The second study, presented by Ersu, evaluated how the video clips compared with polygraphy measures, oximetry and the Pediatric Sleep Questionnaire (PSQ).

Researchers considered the patient to have OSA with scores of more than 1.5 on the obstructive apnea-hypopnea index (oAHI), 4.3 or higher per hour on the oxygen duration index 3% (ODI3%), 2 or higher on McGill oximetry score, 3 or higher using Monash score, and/or greater than 0.33 on the PSQ.

Of the 38 patients (mean age, 6.8 years; 17 girls) included, OSA was indicated in 35 (92.1%) using PSQ score, 18 (47.4%) using Monash score, 14 (36.8%) using ODI3% and six (15.8%) using the McGill score.

Thus, with a sensitivity of 75% and specificity of 85% at a 1.5 oAHI threshold, the video clips showed better diagnostic characteristics than PSQ and similar characteristics compared with oximetry.

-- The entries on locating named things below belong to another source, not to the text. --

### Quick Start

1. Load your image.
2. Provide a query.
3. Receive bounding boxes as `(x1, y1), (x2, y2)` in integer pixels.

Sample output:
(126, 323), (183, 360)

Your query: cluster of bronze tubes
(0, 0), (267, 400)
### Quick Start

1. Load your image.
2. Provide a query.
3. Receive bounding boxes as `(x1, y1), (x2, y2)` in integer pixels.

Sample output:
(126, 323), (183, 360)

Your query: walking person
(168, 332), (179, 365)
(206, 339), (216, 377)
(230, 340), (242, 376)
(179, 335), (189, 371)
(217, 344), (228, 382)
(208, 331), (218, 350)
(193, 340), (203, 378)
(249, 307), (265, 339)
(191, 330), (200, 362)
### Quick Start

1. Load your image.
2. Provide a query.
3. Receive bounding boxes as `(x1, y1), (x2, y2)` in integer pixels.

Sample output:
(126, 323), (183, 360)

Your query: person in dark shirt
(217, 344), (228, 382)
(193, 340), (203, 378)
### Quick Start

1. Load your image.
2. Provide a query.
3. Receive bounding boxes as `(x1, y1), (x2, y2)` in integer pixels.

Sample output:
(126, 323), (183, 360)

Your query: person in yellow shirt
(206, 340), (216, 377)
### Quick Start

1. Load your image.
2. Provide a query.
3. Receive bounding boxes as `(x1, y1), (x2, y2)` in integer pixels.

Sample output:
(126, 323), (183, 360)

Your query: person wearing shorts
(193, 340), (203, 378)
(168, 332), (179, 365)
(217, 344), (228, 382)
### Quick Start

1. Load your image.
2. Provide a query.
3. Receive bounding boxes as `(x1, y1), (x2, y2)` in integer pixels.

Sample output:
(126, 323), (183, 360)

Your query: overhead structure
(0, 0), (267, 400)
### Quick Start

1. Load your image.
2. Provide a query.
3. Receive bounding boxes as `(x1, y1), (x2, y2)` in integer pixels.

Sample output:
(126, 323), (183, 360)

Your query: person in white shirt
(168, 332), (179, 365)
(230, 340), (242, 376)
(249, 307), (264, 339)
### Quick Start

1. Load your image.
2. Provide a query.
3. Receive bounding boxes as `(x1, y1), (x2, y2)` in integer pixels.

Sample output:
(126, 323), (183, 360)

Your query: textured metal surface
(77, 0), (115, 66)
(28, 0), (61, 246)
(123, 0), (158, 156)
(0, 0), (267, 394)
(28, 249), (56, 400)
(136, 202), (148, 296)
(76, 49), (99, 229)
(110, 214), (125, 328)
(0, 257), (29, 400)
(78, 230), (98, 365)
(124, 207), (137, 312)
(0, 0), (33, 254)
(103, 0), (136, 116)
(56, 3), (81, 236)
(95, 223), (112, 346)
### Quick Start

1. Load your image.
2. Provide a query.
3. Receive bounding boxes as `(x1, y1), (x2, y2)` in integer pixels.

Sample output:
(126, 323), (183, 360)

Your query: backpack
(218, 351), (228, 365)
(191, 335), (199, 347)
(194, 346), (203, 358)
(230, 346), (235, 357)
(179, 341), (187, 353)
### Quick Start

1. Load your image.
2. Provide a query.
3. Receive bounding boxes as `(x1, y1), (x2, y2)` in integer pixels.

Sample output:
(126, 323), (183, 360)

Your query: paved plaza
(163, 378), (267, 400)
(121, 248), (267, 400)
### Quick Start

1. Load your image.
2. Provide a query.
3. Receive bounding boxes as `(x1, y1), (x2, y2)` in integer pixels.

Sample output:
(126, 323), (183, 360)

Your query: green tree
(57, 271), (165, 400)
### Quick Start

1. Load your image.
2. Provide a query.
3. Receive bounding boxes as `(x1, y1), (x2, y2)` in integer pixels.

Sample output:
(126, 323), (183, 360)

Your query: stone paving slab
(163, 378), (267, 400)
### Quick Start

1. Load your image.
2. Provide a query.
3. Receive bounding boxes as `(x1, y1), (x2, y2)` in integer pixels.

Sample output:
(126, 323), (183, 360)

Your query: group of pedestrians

“It was successful in diagnosing obstructive sleep apnea, more so than just a simple questionnaire,” Ersu told Healio. “It performed less than oximetry but requires less resource in limited settings.”

The use of smartphone videos needs additional study for this capacity, but such an approach could be beneficial when more tested methods are unavailable.

“Because of the limitations for what’s out there, it’s hard for people to access [sleep studies] and there are geographic and other disparities that limit access to testing, so we need something that’s simple, that parents can do at home and that is available for everybody,” Katz said.

It is “rather common” to see OSA in otherwise healthy children, according to Ersu.

“[It’s] more common if they have obesity or medical complexity and in children who live in low socioeconomic status and some minority children,” Ersu added. “There are adverse consequences, so if it’s diagnosed timely and treated timely, there may be a lot of health benefits.”